3/16 役人も国家に対し全人格的にコミットメント
 現代でも例えば、役人を漏れなく、国家に対し、全人格的にコミットメントさせようとするなら、前提として日本的自然法に基づき、国家観を、有機的に統合化しておく必要がある。国家全体が有機的な統合体として認識されないと、役人の全人格的なコミットメントのインセンティブが生まれない。
 役人をして国家を有機的な統合体として認識させる遣り方としては、明治政府の方法論を倣うのが無難だ。つまり天地(あめつち)の宗主宗源として天皇を頂いた上で、国家全体を宗主を頂点とした統合体として仮構するのである。
 天地(あめつち)としての国家と、天地(あめつち)たる国家から無限の恵を受ける官僚としての自己と云う関係がまず認識される。次に天地の宗主としての天皇と、宗主に帰依する自己と云う関係に、心的に秩序付けられる。
 天地(あめつち)である国家より無償の恩の施しを受ける自己(役人)は、まず、その施恩が、山よりも高く海よりも深いことを、感謝する。

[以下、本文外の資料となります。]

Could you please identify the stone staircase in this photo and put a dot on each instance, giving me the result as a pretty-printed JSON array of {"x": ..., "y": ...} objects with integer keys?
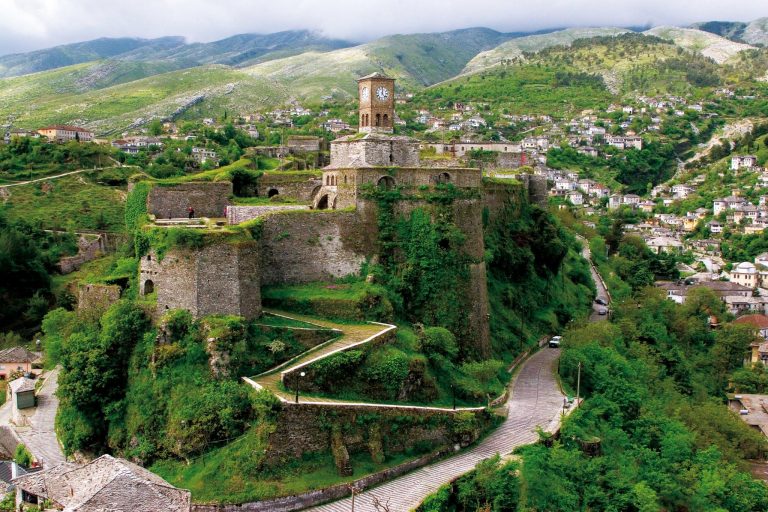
[
  {"x": 350, "y": 335},
  {"x": 536, "y": 402}
]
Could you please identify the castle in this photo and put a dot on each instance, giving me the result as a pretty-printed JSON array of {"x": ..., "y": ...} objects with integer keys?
[{"x": 332, "y": 235}]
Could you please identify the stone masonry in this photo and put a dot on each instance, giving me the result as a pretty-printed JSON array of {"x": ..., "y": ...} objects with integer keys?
[
  {"x": 219, "y": 279},
  {"x": 207, "y": 199}
]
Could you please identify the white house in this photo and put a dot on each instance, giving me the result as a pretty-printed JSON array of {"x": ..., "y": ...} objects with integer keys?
[
  {"x": 741, "y": 161},
  {"x": 745, "y": 274}
]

 深く感謝する程に、その恩の万分の一にても報いるべく、宗主としての天皇に、全身全霊を尽くして報恩を捧げねばならないと自覚するよう誘導する。
 役人は私心を捨て去って、恩の施主である天皇への忠勤を誓い、且つ全てを捧げて報恩に邁進する。ここに役人の国家に対する全人格的なコミットメントが可能になる。

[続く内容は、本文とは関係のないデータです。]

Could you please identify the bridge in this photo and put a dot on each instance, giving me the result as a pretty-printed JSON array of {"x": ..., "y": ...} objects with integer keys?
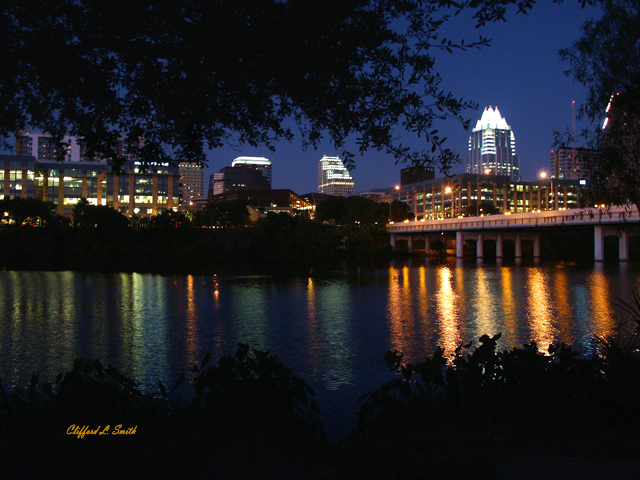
[{"x": 617, "y": 221}]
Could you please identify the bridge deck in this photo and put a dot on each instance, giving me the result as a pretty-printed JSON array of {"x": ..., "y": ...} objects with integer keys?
[{"x": 554, "y": 218}]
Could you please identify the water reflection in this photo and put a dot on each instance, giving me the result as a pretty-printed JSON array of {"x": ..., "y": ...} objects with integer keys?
[
  {"x": 332, "y": 331},
  {"x": 540, "y": 308},
  {"x": 602, "y": 315},
  {"x": 509, "y": 321},
  {"x": 447, "y": 307}
]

 日本的自然法による、天地(あめつち)の擬制としての国家観の中で、役人は誠実を誓う行為規範の対象としての天皇を見出す。
 正直を誓う倫理規範の対象としての、宗主としての天皇の君臨に出会う。
 この時、役人は役人特有の邪(よこしま)な心から放たれ救済される。民間より多く俸給を貰おうとか、各種の手当をお手盛りしようとか、空(カラ)交通費や空出張費を貰おうとか、天下り先たる特殊権益法人を粗製濫造しようとか、退職金と恩給の二重取りをしようとか、特殊法人を渡る度に退職金を貰おうとかの邪心だ。
 国民に対し奉仕しろ、などと叫んでも馬耳東風、端ッから役人の耳には聞こえません。なぜって国民を天地のイメージで捉えることができないから。国民から納税という無償の恩を施されているなどとは、毫末も思う訳ないから。

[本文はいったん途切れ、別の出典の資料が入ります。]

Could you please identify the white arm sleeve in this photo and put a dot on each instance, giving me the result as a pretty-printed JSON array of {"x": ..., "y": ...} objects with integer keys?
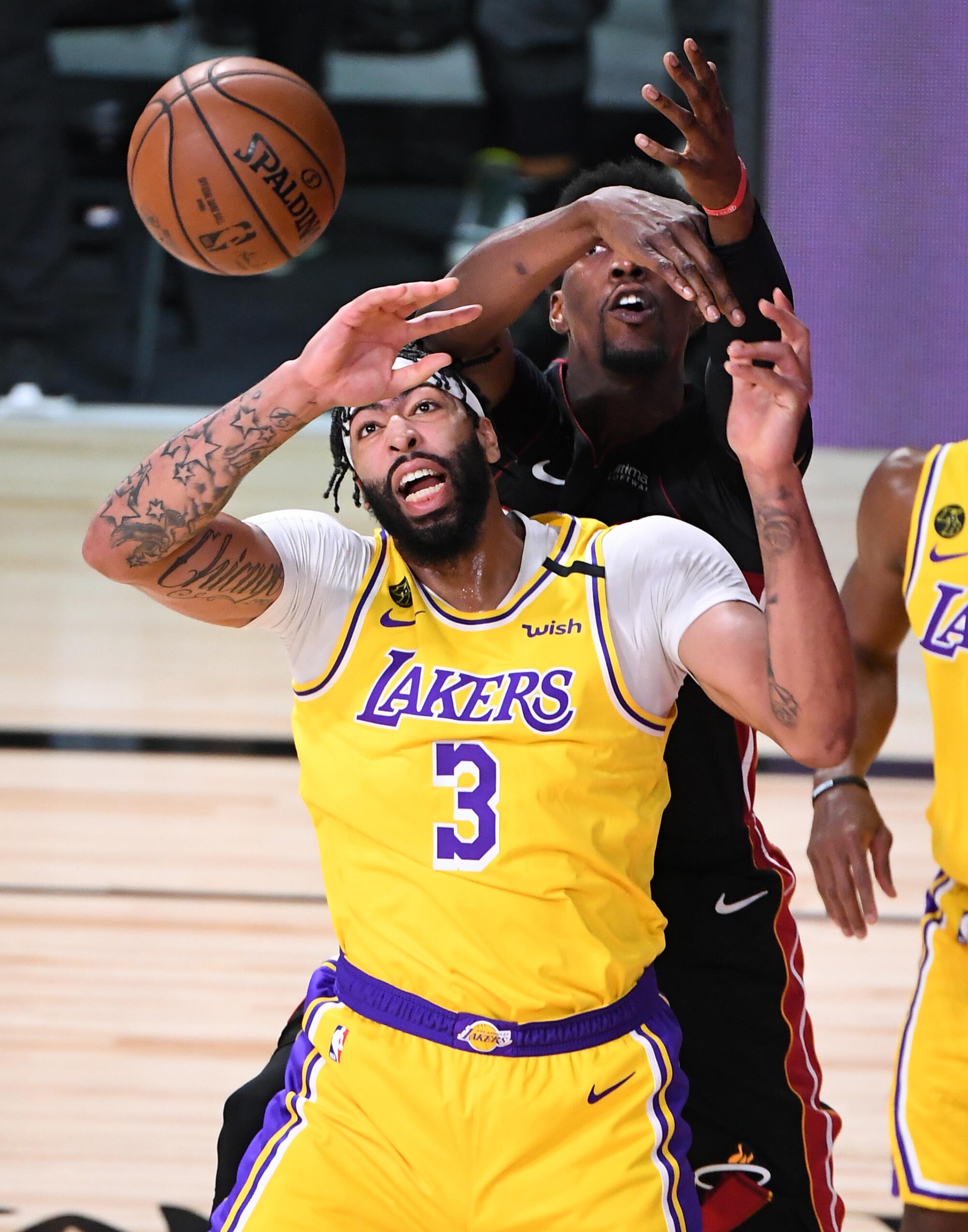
[
  {"x": 323, "y": 565},
  {"x": 661, "y": 576}
]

 日本的自然法による、天地(あめつち)の擬制としての国家観を植え付け、天地(あめつち)の宗源としての天皇に忠誠を誓わせないと、官僚・役人は永久に国民のことを、搾り取り巻き上げる対象としてしか認識しない。
 なまじ心にも無いことを求めるから、虚偽の演技となり、背任だの横領だの収賄だのに結び付いてしまう。
 日本の役人をフル機能させるには、天皇への赤誠と報恩を自覚させることだ。
 そうなれば、少なくとも、天皇の前では、収賄も横領も空出張も手当のお手盛りも、恥ずかしくて出来なくなる。